Single by Freestyle

from the album Fantasi
- Language: Swedish (A-side)
- B-side: "I Want You" (in English)
- Released: 1980
- Length: 14:33
- Label: Sound of Scandinavia
- Songwriters: Tommy Ekman; Joakim Hagleitner; Christer Sandelin; Anders Uddberg;
- Producer: Ulf Wahlberg

Freestyle singles chronology
| "Running Away" (1980) | "Vill ha dej / I Want You" (1980) | "Fantasi" (1981) |

= Vill ha dej =

1980 single by Freestyle

"Vill ha dej" (also spelled "Vill ha dig", "I Want You") is a 1980 single by Swedish synthpop group Freestyle.
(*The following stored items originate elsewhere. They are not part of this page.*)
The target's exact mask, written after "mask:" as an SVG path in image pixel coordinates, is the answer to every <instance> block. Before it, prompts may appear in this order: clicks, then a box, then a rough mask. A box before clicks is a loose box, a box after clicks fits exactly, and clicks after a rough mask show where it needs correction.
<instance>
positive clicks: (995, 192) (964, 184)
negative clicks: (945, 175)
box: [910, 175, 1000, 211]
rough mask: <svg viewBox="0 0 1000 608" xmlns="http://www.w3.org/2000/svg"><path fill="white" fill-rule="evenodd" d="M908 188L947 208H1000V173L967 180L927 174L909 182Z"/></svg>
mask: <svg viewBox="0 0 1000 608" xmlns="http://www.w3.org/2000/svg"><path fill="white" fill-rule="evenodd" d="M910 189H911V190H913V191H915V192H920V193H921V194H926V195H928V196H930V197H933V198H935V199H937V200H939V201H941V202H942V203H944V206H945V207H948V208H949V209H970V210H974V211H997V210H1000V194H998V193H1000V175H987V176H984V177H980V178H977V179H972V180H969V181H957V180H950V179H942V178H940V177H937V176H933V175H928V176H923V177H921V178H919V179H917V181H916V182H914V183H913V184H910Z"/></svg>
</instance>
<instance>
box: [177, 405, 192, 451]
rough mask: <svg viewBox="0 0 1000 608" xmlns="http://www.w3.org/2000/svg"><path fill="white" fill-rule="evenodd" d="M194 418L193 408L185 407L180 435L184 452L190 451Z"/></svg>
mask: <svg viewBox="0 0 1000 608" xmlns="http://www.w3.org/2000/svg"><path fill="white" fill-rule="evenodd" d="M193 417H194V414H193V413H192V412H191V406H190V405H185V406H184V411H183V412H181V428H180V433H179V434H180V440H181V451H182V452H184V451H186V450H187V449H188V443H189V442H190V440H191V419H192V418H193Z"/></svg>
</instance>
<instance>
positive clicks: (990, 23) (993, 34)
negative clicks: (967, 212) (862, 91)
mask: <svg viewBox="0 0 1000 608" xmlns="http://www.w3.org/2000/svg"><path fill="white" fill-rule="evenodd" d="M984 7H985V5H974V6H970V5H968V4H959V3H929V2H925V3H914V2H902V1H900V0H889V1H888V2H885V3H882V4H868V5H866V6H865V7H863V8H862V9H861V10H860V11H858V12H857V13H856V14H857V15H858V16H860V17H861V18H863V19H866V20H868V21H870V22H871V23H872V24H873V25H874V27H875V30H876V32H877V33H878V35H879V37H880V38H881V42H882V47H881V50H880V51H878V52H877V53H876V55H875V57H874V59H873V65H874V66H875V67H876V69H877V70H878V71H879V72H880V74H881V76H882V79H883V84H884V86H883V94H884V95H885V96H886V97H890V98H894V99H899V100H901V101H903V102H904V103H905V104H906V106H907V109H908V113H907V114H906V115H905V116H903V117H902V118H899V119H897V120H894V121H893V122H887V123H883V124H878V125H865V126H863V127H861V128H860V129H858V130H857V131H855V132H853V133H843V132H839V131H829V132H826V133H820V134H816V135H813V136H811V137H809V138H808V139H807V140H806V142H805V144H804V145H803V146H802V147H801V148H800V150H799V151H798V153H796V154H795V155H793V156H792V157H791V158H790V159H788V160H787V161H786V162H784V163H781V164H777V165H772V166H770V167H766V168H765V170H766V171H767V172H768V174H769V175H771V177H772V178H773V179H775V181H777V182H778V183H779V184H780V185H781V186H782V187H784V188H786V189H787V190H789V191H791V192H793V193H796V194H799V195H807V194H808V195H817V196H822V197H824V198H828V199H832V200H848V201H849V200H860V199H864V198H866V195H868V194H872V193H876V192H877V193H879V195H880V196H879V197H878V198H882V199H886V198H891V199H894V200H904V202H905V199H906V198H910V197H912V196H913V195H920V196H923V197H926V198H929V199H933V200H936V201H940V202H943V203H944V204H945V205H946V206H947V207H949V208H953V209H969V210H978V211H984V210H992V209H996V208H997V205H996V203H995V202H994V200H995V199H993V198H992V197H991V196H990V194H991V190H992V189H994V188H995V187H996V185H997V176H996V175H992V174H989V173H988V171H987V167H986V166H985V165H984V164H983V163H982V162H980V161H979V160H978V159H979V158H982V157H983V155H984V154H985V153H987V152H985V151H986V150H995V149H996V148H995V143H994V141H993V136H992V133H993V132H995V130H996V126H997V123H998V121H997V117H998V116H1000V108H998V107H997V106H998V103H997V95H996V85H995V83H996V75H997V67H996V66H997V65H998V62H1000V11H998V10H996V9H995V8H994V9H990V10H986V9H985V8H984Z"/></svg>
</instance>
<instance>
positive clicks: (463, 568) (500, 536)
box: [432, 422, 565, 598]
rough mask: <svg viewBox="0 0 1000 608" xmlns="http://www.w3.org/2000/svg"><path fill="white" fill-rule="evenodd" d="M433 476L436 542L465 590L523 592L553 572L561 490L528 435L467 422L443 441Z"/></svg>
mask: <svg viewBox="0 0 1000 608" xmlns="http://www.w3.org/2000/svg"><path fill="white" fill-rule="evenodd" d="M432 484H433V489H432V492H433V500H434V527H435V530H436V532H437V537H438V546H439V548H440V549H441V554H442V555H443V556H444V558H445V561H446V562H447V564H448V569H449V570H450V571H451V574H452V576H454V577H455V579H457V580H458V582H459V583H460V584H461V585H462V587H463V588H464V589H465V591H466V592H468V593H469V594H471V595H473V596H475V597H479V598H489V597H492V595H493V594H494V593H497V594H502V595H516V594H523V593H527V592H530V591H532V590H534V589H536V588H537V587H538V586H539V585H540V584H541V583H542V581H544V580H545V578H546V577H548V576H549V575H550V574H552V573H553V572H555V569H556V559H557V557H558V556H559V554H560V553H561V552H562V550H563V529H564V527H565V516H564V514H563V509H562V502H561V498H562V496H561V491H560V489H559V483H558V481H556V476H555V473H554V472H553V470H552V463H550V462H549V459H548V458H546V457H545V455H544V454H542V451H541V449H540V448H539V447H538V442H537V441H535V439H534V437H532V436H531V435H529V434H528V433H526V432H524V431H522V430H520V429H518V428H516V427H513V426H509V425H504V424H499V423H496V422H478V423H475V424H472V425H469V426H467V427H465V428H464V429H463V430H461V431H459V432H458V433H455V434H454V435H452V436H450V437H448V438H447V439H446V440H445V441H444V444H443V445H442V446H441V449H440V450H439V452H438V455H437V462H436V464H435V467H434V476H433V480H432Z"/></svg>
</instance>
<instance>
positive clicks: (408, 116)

While being about love, the song also references school and school classes. Side B of the vinyl contains English-language versions of the songs on the A side. It reached number one on the Swedish Topplistan for a five-week run.

==Track listing==
Side A
1. "Vill ha dej" (3:40)
2. "Kom till mej" (3:28)

Side B
1. "I Want You" (3:30)
2. "Isn't That Fine" (3:55)

==Charts==

| Chart (1981) | Peak position |
|---|---|
| Norway (VG-lista) | 2 |
| Sweden (Sverigetopplistan) | 1 |

==Drömhus version==

Swedish singer Drömhus (Therese Grankvist) released a cover version of the song as "Vill ha dig" in 1998. It was released as the second single from her debut album, Drömmar (Dreams) (1998), and peaked at number one in Denmark, Norway and Sweden. The song also reached number three in Finland and number 30 on the Eurochart Hot 100 in June 1998.

===Track listing===
- CD single, Scandinavia (1998)
1. "Vill ha dig" – 3:42
2. "Vill ha dig" (Extended) – 4:42
3. "Ja må hon leva" – 1:02

===Charts===
====Weekly charts====

| Chart (1998) | Peak position |
|---|---|
| Denmark (IFPI) | 1 |
| Europe (Eurochart Hot 100) | 30 |
| Finland (Suomen virallinen lista) | 3 |
| Norway (VG-lista) | 1 |
| Sweden (Sverigetopplistan) | 1 |

====Year-end charts====

| Chart (1998) | Position |
|---|---|
| Sweden (Hitlistan) | 8 |

===Certifications===

| Region | Certification | Certified units/sales |
| Norway (IFPI Norway) | Platinum |  |
| Sweden (GLF) | Platinum | 30,000^{^} |
^{^} Shipments figures based on certification alone.